Singh Geethen, Moncrieff Glenn, Venter Zander, Cawse-Nicholson Kerry, Slingsby Jasper, Robinson Tamara B
Department of Botany and Zoology, Centre for Invasion Biology, Stellenbosch University, Stellenbosch, South Africa.
Global Science, The Nature Conservancy, Cape Town, 7945, South Africa.
Sci Rep. 2024 Jul 13;14(1):16166. doi: 10.1038/s41598-024-65954-w.
Machine learning is increasingly applied to Earth Observation (EO) data to obtain datasets that contribute towards international accords. However, these datasets contain inherent uncertainty that needs to be quantified reliably to avoid negative consequences. In response to the increased need to report uncertainty, we bring attention to the promise of conformal prediction within the domain of EO. Unlike previous uncertainty quantification methods, conformal prediction offers statistically valid prediction regions while concurrently supporting any machine learning model and data distribution. To support the need for conformal prediction, we reviewed EO datasets and found that only 22.5% of the datasets incorporated a degree of uncertainty information, with unreliable methods prevalent. Current open implementations require moving large amounts of EO data to the algorithms. We introduced Google Earth Engine native modules that bring conformal prediction to the data and compute, facilitating the integration of uncertainty quantification into existing traditional and deep learning modelling workflows. To demonstrate the versatility and scalability of these tools we apply them to valued EO applications spanning local to global extents, regression, and classification tasks. Subsequently, we discuss the opportunities arising from the use of conformal prediction in EO. We anticipate that accessible and easy-to-use tools, such as those provided here, will drive wider adoption of rigorous uncertainty quantification in EO, thereby enhancing the reliability of downstream uses such as operational monitoring and decision-making.

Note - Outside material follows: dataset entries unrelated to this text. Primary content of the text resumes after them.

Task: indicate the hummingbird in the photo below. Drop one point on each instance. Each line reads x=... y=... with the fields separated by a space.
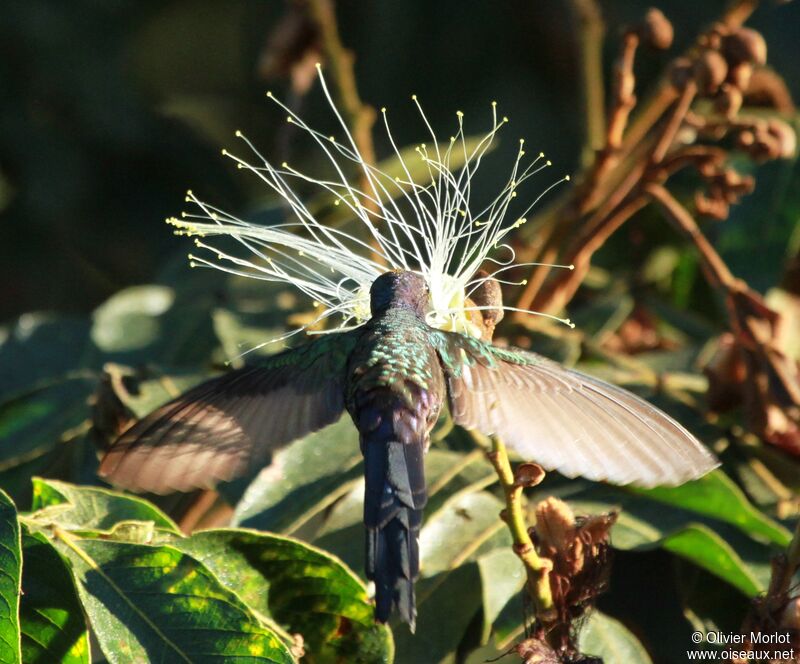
x=394 y=375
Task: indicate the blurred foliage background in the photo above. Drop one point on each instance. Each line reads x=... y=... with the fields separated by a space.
x=112 y=110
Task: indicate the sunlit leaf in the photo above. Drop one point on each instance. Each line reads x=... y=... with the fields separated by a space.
x=502 y=577
x=303 y=588
x=456 y=532
x=31 y=424
x=39 y=347
x=446 y=605
x=53 y=625
x=149 y=603
x=610 y=640
x=91 y=508
x=10 y=579
x=303 y=479
x=715 y=495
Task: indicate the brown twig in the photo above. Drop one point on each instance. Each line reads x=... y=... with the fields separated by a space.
x=591 y=31
x=359 y=116
x=617 y=171
x=536 y=568
x=718 y=273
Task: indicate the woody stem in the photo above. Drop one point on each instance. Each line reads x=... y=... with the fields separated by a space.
x=536 y=567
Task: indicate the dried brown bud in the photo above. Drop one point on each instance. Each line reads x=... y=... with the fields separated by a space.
x=740 y=75
x=745 y=45
x=528 y=474
x=712 y=207
x=624 y=83
x=555 y=523
x=486 y=294
x=656 y=30
x=534 y=651
x=785 y=137
x=710 y=70
x=728 y=101
x=790 y=619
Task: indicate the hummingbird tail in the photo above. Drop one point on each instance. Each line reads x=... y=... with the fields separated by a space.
x=393 y=501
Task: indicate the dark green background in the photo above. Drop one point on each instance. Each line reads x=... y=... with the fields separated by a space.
x=110 y=110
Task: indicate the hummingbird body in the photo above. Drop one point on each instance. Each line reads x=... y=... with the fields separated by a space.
x=396 y=390
x=392 y=375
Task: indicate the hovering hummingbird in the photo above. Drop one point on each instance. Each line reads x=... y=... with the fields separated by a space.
x=393 y=375
x=406 y=286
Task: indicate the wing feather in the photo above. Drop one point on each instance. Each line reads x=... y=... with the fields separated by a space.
x=227 y=425
x=566 y=420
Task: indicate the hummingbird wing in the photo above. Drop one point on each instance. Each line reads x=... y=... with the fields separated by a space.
x=566 y=420
x=227 y=425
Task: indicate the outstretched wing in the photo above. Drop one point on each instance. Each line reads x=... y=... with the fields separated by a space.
x=566 y=420
x=232 y=423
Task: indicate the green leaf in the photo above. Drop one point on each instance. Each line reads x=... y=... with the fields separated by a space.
x=446 y=606
x=33 y=423
x=148 y=603
x=53 y=625
x=128 y=320
x=610 y=640
x=10 y=578
x=502 y=577
x=154 y=323
x=715 y=495
x=38 y=347
x=707 y=549
x=142 y=395
x=456 y=532
x=304 y=478
x=91 y=508
x=301 y=587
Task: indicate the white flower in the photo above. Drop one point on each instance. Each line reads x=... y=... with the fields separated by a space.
x=429 y=227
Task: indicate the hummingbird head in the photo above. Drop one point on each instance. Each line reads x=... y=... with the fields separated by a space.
x=399 y=288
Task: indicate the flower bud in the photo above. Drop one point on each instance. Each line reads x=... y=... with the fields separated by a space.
x=728 y=101
x=745 y=45
x=656 y=30
x=710 y=70
x=785 y=137
x=739 y=75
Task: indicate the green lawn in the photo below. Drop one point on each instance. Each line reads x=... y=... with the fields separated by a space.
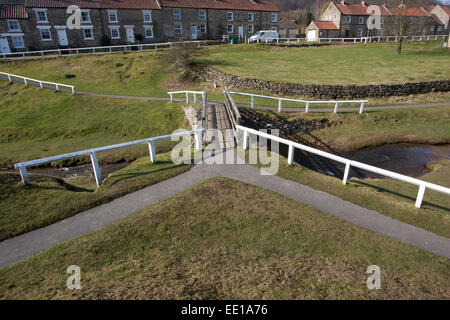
x=248 y=243
x=359 y=64
x=36 y=123
x=48 y=200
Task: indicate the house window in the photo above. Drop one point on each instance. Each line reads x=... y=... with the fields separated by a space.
x=45 y=34
x=115 y=33
x=178 y=28
x=41 y=15
x=88 y=33
x=274 y=17
x=147 y=16
x=112 y=14
x=176 y=15
x=202 y=15
x=85 y=16
x=18 y=42
x=148 y=31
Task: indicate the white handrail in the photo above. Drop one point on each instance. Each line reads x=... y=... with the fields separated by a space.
x=41 y=83
x=348 y=163
x=95 y=50
x=187 y=92
x=22 y=166
x=306 y=102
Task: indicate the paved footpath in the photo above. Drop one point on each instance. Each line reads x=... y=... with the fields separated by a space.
x=23 y=246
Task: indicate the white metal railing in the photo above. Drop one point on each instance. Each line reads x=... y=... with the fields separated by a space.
x=22 y=166
x=27 y=81
x=187 y=93
x=357 y=39
x=306 y=102
x=348 y=163
x=104 y=49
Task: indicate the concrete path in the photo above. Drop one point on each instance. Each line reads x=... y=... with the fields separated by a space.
x=26 y=245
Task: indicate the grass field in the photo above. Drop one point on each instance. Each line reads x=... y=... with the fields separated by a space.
x=35 y=123
x=356 y=64
x=48 y=200
x=246 y=244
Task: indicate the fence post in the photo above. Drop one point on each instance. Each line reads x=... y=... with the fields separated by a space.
x=151 y=149
x=198 y=141
x=96 y=167
x=347 y=169
x=420 y=196
x=245 y=142
x=291 y=155
x=24 y=175
x=361 y=109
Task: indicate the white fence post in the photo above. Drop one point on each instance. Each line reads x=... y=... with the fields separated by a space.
x=347 y=169
x=151 y=149
x=336 y=107
x=245 y=142
x=96 y=167
x=291 y=155
x=361 y=108
x=24 y=175
x=420 y=194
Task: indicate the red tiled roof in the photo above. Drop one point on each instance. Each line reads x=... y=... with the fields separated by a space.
x=94 y=4
x=358 y=9
x=12 y=11
x=410 y=12
x=325 y=25
x=256 y=5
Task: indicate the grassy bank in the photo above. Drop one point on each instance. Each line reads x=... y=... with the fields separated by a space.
x=246 y=244
x=359 y=64
x=35 y=123
x=48 y=200
x=353 y=131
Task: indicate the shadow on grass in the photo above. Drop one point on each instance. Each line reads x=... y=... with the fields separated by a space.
x=381 y=189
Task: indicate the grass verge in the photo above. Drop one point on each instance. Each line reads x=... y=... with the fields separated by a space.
x=48 y=200
x=248 y=243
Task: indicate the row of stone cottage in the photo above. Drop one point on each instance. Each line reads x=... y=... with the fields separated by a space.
x=43 y=24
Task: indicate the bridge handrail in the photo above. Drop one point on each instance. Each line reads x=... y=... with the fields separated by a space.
x=348 y=163
x=307 y=102
x=22 y=166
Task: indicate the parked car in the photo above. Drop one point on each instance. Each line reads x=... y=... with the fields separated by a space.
x=264 y=36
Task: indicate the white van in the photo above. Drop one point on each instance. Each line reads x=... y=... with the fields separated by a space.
x=264 y=36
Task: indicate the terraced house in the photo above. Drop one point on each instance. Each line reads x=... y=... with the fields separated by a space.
x=345 y=20
x=42 y=24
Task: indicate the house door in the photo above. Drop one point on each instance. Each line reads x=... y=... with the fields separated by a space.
x=130 y=35
x=194 y=32
x=4 y=46
x=62 y=36
x=241 y=31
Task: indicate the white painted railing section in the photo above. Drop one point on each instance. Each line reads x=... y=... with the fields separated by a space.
x=348 y=163
x=306 y=102
x=22 y=166
x=27 y=81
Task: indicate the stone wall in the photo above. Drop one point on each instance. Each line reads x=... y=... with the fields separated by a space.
x=324 y=91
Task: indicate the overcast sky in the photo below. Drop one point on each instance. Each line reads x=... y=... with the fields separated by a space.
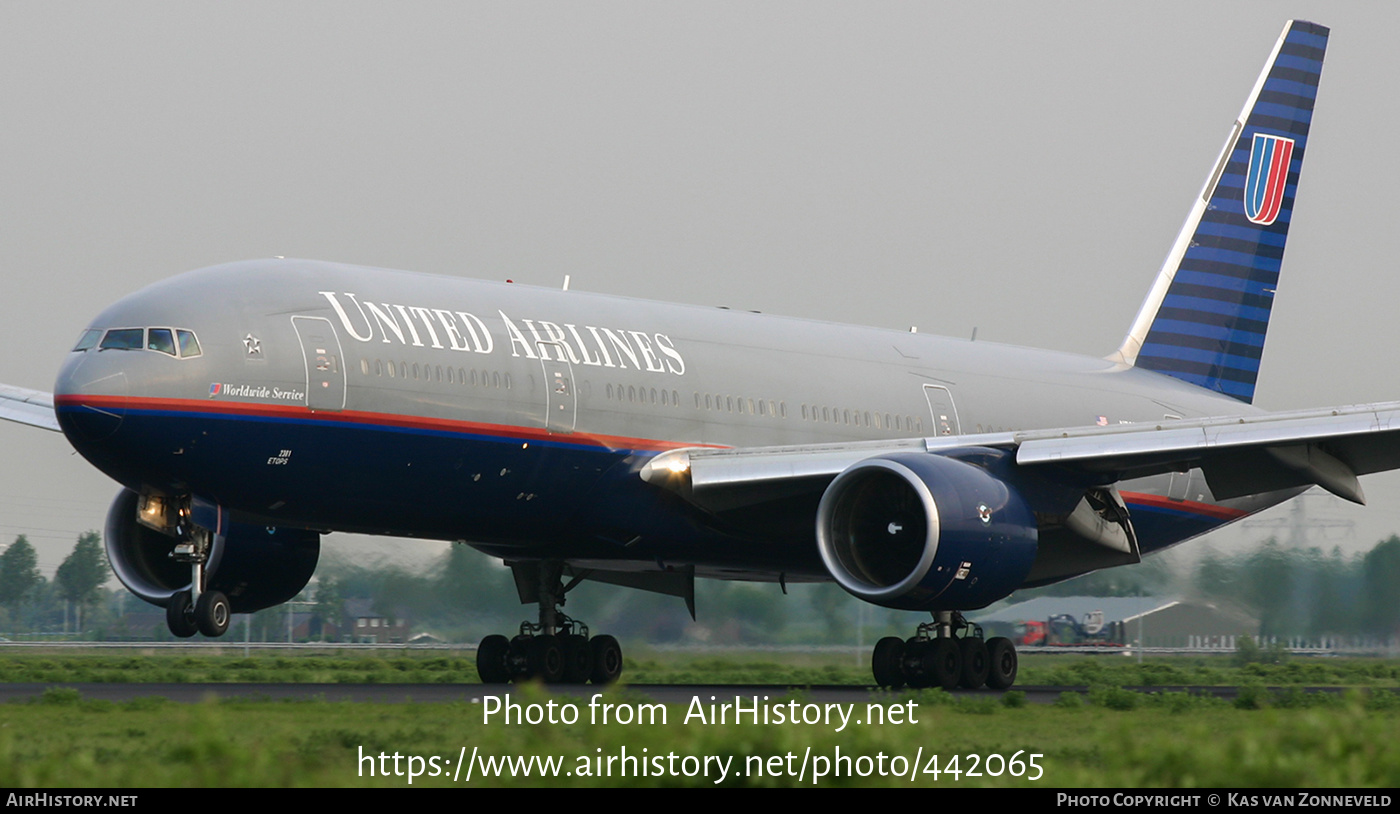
x=1019 y=168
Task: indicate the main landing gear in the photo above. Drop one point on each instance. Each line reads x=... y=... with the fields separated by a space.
x=949 y=653
x=555 y=650
x=196 y=610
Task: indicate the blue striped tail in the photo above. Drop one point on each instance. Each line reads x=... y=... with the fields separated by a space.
x=1206 y=318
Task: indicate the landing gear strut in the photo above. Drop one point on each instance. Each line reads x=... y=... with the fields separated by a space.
x=948 y=652
x=196 y=610
x=556 y=649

机器学习越来越多地应用于地球观测(EO)数据,以获取有助于达成国际协定的数据集。然而,这些数据集存在内在的不确定性,需要进行可靠的量化,以避免产生负面后果。为应对报告不确定性的需求增加,我们关注到共形预测在地球观测领域的前景。与以往的不确定性量化方法不同,共形预测提供了统计上有效的预测区域,同时支持任何机器学习模型和数据分布。为支持共形预测的需求,我们审查了地球观测数据集,发现只有22.5%的数据集纳入了一定程度的不确定性信息,且普遍采用不可靠的方法。当前的开放实现需要将大量地球观测数据传输到算法中。我们引入了谷歌地球引擎原生模块,将共形预测带到数据和计算中,便于将不确定性量化集成到现有的传统和深度学习建模工作流程中。为展示这些工具的通用性和可扩展性,我们将它们应用于从局部到全球范围、回归和分类任务等有价值的地球观测应用中。随后,我们讨论了在地球观测中使用共形预测所带来的机遇。我们预计,像这里提供的这些易于使用的工具,将推动在地球观测中更广泛地采用严格的不确定性量化,从而提高诸如业务监测和决策等下游用途的可靠性。